Paul Valéry tenía terror a los museos. Terror a que en un museo haya demasiada gente y no se logre ver a las obras expuestas, y terror al exacto contrario, que se expongan demasiadas obras hasta no lograr a ver la gente.

El recorrido en esta línea de tiempo que es El mundo de mi memoria de Enrique Arnal es un viaje placentero. La vida dura de la piedra que el pintor ve y absorbe en su niñez, el mineral que extrae con su iris durante la adolescencia, los colores de una cordillera violenta y de un clima siempre hostil que lo alimentan. El enceguecedor sol y la rarefacción del aire altiplánico son llevados en sus lienzos. Luego vienen el alma y el silencio.

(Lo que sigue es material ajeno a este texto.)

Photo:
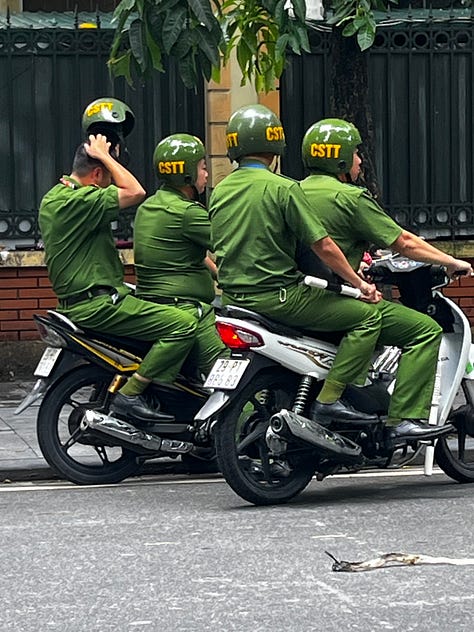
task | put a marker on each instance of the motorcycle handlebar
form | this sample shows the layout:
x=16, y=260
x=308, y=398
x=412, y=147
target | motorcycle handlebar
x=338, y=288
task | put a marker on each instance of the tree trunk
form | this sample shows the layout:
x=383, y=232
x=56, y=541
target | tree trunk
x=350, y=100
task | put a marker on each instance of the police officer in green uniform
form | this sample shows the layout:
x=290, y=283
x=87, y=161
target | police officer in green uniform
x=111, y=118
x=87, y=275
x=171, y=242
x=257, y=219
x=354, y=220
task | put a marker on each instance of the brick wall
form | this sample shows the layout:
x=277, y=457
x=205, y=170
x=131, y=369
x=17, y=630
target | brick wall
x=25, y=291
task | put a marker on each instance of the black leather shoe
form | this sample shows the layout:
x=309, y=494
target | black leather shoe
x=338, y=411
x=135, y=407
x=415, y=429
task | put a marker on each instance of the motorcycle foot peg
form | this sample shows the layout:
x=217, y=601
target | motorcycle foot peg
x=278, y=424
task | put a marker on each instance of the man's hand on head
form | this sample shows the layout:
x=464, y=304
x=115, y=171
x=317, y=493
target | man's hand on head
x=98, y=146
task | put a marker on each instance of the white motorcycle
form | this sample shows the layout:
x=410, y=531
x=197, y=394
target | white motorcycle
x=269, y=448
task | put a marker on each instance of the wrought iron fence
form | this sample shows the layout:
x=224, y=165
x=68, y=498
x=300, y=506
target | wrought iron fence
x=421, y=90
x=47, y=77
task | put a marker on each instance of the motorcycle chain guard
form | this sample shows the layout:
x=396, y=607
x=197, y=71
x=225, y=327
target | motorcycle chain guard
x=331, y=443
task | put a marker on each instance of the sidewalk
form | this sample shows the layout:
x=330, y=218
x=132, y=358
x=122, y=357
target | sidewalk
x=20, y=456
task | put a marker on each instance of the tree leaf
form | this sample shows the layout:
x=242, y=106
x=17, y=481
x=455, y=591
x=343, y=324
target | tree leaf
x=299, y=7
x=203, y=11
x=365, y=37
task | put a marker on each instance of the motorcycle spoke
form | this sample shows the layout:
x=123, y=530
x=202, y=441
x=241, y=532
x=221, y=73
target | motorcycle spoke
x=461, y=443
x=74, y=438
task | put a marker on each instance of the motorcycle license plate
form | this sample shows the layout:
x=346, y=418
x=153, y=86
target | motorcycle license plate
x=47, y=361
x=226, y=373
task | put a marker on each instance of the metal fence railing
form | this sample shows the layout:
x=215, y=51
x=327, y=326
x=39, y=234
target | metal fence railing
x=421, y=92
x=47, y=77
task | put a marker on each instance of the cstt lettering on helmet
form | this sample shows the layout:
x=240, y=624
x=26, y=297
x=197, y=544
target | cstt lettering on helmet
x=275, y=133
x=232, y=139
x=97, y=107
x=171, y=167
x=325, y=150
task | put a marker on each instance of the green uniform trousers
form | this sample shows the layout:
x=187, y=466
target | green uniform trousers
x=207, y=345
x=419, y=338
x=318, y=310
x=173, y=331
x=367, y=325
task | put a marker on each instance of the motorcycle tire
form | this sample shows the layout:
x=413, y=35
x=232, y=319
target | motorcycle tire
x=73, y=456
x=243, y=455
x=455, y=453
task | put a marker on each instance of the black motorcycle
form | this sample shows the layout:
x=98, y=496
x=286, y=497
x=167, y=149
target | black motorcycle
x=79, y=373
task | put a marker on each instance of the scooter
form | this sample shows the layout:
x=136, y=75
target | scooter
x=77, y=376
x=268, y=446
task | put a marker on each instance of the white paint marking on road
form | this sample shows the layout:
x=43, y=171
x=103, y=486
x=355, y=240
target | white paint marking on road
x=62, y=485
x=331, y=536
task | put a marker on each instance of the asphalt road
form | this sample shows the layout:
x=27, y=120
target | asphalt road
x=180, y=555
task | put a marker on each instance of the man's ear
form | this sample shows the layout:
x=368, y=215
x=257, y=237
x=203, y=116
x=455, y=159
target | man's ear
x=97, y=174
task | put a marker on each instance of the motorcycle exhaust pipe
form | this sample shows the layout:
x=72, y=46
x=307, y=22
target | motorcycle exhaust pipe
x=288, y=423
x=127, y=435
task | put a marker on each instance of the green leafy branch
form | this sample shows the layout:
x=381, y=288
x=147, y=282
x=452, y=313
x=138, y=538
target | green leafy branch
x=201, y=35
x=357, y=18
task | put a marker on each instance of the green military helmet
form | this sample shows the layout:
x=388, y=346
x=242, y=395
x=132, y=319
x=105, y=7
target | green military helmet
x=108, y=114
x=254, y=129
x=176, y=159
x=329, y=146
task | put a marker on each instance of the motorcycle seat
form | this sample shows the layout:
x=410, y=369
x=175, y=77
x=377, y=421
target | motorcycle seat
x=232, y=311
x=137, y=347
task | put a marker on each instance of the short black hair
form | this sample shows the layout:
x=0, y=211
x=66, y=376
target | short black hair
x=83, y=164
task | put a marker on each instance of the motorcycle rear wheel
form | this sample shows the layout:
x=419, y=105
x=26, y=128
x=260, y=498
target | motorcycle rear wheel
x=243, y=455
x=80, y=459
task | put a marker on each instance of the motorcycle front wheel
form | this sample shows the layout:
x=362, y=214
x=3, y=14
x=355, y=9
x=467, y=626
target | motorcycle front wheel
x=243, y=455
x=455, y=453
x=73, y=455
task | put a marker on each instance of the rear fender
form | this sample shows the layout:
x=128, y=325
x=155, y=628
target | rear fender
x=220, y=399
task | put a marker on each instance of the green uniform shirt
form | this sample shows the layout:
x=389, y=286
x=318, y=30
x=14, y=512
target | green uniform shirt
x=171, y=239
x=257, y=219
x=79, y=246
x=350, y=215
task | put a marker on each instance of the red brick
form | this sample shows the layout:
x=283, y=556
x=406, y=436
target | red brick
x=20, y=304
x=36, y=272
x=17, y=282
x=16, y=325
x=29, y=335
x=48, y=303
x=8, y=335
x=27, y=314
x=36, y=293
x=8, y=294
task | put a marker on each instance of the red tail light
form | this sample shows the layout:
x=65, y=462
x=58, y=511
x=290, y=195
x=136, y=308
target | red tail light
x=238, y=338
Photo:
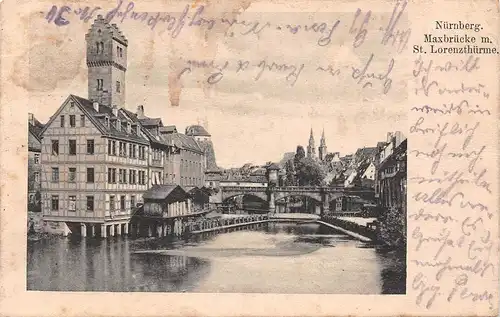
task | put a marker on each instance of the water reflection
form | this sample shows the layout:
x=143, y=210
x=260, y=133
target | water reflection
x=279, y=258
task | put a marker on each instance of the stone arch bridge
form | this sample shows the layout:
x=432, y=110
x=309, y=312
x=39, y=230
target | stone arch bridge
x=324, y=195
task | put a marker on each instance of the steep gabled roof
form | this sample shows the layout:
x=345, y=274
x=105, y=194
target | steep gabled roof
x=87, y=107
x=111, y=130
x=196, y=130
x=366, y=152
x=168, y=129
x=36, y=128
x=144, y=123
x=151, y=122
x=182, y=141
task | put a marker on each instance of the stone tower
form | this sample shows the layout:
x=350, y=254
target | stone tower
x=311, y=150
x=322, y=147
x=107, y=63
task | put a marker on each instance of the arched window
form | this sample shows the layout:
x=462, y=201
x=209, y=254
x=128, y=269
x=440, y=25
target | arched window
x=100, y=47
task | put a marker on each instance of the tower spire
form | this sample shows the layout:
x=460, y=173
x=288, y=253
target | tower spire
x=322, y=151
x=311, y=150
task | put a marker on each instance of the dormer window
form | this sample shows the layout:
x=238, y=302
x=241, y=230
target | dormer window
x=100, y=47
x=100, y=84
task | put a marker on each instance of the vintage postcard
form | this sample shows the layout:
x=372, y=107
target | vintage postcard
x=249, y=158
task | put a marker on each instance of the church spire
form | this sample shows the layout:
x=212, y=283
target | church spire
x=322, y=151
x=311, y=150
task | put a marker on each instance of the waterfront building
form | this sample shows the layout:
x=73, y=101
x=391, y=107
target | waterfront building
x=203, y=138
x=34, y=163
x=151, y=128
x=185, y=162
x=95, y=168
x=99, y=158
x=164, y=211
x=392, y=187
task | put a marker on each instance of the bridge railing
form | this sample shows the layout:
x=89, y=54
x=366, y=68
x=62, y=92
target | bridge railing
x=296, y=189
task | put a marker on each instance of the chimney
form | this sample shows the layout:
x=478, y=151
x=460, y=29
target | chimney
x=140, y=112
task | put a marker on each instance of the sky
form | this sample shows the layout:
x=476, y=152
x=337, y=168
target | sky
x=251, y=121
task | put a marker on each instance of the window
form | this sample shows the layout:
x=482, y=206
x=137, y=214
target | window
x=72, y=174
x=111, y=147
x=122, y=176
x=72, y=147
x=119, y=51
x=55, y=147
x=111, y=175
x=55, y=174
x=72, y=203
x=90, y=174
x=142, y=178
x=122, y=149
x=90, y=203
x=55, y=202
x=132, y=201
x=122, y=202
x=132, y=176
x=99, y=84
x=112, y=203
x=132, y=150
x=90, y=146
x=142, y=153
x=100, y=46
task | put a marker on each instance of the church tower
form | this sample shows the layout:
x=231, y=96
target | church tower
x=311, y=149
x=107, y=63
x=322, y=147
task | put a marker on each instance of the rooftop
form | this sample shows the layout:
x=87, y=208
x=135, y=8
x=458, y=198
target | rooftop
x=196, y=130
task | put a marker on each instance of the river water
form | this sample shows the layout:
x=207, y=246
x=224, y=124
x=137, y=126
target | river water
x=274, y=258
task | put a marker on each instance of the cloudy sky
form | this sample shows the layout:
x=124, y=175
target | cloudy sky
x=250, y=120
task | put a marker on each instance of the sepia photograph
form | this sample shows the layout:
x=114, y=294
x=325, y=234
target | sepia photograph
x=125, y=199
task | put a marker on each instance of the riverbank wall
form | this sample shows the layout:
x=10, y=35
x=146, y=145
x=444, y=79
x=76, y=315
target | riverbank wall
x=358, y=231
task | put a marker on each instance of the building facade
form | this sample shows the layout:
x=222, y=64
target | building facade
x=95, y=168
x=392, y=190
x=185, y=162
x=99, y=158
x=34, y=163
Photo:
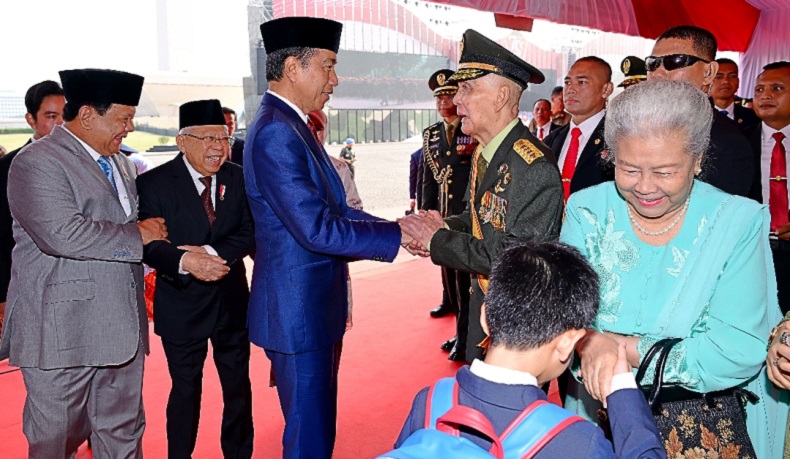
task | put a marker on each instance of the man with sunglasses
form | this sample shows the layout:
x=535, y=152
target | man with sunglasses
x=687, y=53
x=201, y=283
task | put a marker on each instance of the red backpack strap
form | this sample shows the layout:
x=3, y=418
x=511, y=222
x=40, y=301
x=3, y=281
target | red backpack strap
x=442, y=396
x=534, y=428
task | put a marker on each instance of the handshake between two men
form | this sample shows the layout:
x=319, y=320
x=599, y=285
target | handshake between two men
x=418, y=229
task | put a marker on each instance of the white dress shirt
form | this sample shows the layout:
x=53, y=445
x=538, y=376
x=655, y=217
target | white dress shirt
x=290, y=104
x=200, y=187
x=587, y=127
x=730, y=110
x=766, y=149
x=508, y=376
x=123, y=196
x=546, y=130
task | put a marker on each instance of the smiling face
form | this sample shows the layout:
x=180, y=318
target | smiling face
x=104, y=133
x=772, y=97
x=315, y=83
x=473, y=100
x=49, y=114
x=586, y=89
x=654, y=175
x=206, y=160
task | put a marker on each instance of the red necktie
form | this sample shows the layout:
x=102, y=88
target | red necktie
x=205, y=196
x=570, y=161
x=777, y=200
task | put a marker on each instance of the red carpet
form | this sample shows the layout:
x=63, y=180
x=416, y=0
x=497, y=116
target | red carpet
x=389, y=355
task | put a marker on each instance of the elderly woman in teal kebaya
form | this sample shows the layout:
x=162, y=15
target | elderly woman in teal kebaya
x=677, y=258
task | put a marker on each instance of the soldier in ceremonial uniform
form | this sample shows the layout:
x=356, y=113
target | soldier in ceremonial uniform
x=514, y=188
x=447, y=156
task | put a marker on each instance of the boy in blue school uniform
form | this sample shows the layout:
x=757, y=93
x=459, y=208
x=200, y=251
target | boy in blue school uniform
x=541, y=299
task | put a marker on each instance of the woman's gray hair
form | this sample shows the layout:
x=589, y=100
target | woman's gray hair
x=660, y=108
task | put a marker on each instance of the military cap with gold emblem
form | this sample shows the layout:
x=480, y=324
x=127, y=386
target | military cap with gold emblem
x=481, y=55
x=634, y=70
x=440, y=84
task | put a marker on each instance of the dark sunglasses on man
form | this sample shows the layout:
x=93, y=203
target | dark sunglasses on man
x=672, y=62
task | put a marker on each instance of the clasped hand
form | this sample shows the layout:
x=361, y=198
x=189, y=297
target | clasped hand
x=418, y=229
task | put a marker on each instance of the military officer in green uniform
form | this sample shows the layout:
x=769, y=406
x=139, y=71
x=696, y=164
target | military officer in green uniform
x=447, y=157
x=515, y=189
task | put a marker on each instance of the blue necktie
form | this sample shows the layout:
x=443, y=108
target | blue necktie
x=106, y=167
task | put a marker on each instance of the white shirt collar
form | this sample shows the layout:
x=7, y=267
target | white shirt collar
x=290, y=104
x=502, y=375
x=588, y=126
x=768, y=133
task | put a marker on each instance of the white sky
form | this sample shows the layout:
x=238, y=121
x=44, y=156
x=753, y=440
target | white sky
x=40, y=37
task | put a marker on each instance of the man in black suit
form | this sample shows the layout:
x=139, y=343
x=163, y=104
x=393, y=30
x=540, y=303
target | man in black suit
x=686, y=53
x=540, y=124
x=770, y=142
x=237, y=148
x=44, y=103
x=587, y=87
x=447, y=161
x=201, y=286
x=723, y=89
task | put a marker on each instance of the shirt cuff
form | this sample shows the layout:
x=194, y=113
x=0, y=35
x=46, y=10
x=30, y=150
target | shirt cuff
x=623, y=381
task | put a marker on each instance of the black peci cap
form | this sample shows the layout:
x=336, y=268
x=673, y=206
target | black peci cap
x=200, y=113
x=301, y=32
x=440, y=83
x=481, y=55
x=634, y=70
x=96, y=86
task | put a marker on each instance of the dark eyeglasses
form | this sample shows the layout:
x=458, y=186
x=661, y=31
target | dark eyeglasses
x=672, y=62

En sus pinceladas hay el signo de un lenguaje que desea superar la metafísica y recordar, hay la inevitable deformación de lo real, un espejo necesariamente alterado por el arte. Lo he admirado como un necesario pasaje de la vivencia a la poesía, desde el polvo que habrá respirado en su niñez y adolescencia en las calle de Catavi y Oruro, en la mirada que habrá penetrado el aparapita, el gallo o el cóndor, en los rostros inanimados y mudos de sus otros personajes, en su inmutable montaña, en los herméticos instrumento musicales.

La visión del pintor es un continuo nacer, memorias y olvidos, el ayer y el mañana.

Según Degas “la pintura no es muy difícil cuando no la conoces, pero cuando la conoces, entonces es otra cosa…”.

Arnal nos lleva en este recorrido y a nosotros nos queda la contemplación.